Do you see AO3 as being America-centric or international? If international, how do you propose to make AO3 welcoming and relevant to international users, rather than orienting it in response to American domestic politics?

While the OTW and the AO3 were founded by a group that included a lot of US-American and western European fans, it has always been our goal to be an international organization serving fans worldwide. We have a vibrant international community of volunteers centered around but not isolated to our Translation committee, and an even more diverse international community of users. In every committee I’ve volunteered for, I have always had the pleasure of working with volunteers from all over the world. The Support committee responds to hundreds of non-English requests every month, and we strive to always provide them with the same level of assistance we provide to our English-speaking users.

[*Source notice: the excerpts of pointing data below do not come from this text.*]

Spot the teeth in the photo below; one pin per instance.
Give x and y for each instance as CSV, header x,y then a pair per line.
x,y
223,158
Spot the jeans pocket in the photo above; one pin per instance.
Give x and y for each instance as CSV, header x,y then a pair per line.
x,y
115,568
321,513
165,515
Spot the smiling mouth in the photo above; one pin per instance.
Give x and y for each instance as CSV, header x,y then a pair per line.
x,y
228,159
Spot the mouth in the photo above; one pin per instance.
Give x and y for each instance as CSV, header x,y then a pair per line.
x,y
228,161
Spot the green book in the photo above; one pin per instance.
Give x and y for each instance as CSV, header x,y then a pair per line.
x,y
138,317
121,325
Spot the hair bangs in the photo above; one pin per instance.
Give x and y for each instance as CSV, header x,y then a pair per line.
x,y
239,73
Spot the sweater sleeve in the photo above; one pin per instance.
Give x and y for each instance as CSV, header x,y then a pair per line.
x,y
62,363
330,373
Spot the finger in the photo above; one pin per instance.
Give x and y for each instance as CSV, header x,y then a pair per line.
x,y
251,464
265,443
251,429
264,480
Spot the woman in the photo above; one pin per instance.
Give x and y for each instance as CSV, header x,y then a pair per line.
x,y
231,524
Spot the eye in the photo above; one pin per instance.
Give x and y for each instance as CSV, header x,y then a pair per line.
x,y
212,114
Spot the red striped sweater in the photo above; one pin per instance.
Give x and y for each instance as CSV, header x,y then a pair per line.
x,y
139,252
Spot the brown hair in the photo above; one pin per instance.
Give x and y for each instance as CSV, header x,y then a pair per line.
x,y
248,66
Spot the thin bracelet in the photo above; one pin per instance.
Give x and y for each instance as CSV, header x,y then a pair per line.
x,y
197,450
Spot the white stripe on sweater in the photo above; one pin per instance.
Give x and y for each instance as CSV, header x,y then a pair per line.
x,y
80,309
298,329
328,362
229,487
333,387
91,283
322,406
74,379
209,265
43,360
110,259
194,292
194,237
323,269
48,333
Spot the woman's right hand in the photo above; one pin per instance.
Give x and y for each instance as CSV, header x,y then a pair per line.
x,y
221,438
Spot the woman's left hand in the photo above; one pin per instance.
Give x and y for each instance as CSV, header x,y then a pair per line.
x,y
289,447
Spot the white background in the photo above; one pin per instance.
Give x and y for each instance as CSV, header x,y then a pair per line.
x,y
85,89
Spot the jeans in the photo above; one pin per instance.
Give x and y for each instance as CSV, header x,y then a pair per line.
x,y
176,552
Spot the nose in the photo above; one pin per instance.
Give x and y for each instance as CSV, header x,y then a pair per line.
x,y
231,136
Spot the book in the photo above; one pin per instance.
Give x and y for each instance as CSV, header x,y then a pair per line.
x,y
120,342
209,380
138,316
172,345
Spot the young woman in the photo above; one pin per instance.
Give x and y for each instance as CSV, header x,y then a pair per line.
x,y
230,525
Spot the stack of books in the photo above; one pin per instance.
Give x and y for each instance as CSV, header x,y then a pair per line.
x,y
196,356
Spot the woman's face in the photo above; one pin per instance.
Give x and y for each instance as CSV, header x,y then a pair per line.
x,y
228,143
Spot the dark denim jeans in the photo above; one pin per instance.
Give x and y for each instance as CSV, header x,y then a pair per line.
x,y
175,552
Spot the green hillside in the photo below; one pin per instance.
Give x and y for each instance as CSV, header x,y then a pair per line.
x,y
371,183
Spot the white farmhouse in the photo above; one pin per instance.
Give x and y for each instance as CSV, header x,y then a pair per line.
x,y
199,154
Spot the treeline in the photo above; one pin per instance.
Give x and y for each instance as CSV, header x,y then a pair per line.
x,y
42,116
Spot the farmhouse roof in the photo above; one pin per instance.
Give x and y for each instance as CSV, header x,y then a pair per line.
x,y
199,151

We value having as many of our posts as possible translated into multiple languages, because we want our international users to be welcomed as part of our community. We aim to have the entire Archive interface available in multiple languages as soon as that’s technically feasible. Much of the recent work in the OTW has been to welcome and accommodate our influx of Chinese and Russian users over the past two years, including recruiting more Chinese- and Russian-speaking volunteers so that we can better serve our ever-growing international community of users. I welcome input on how to further expand our projects to better serve our international community via our contact form, and hope that I can continue working, in whatever capacity I can, to make the AO3 and OTW a more welcoming place for all.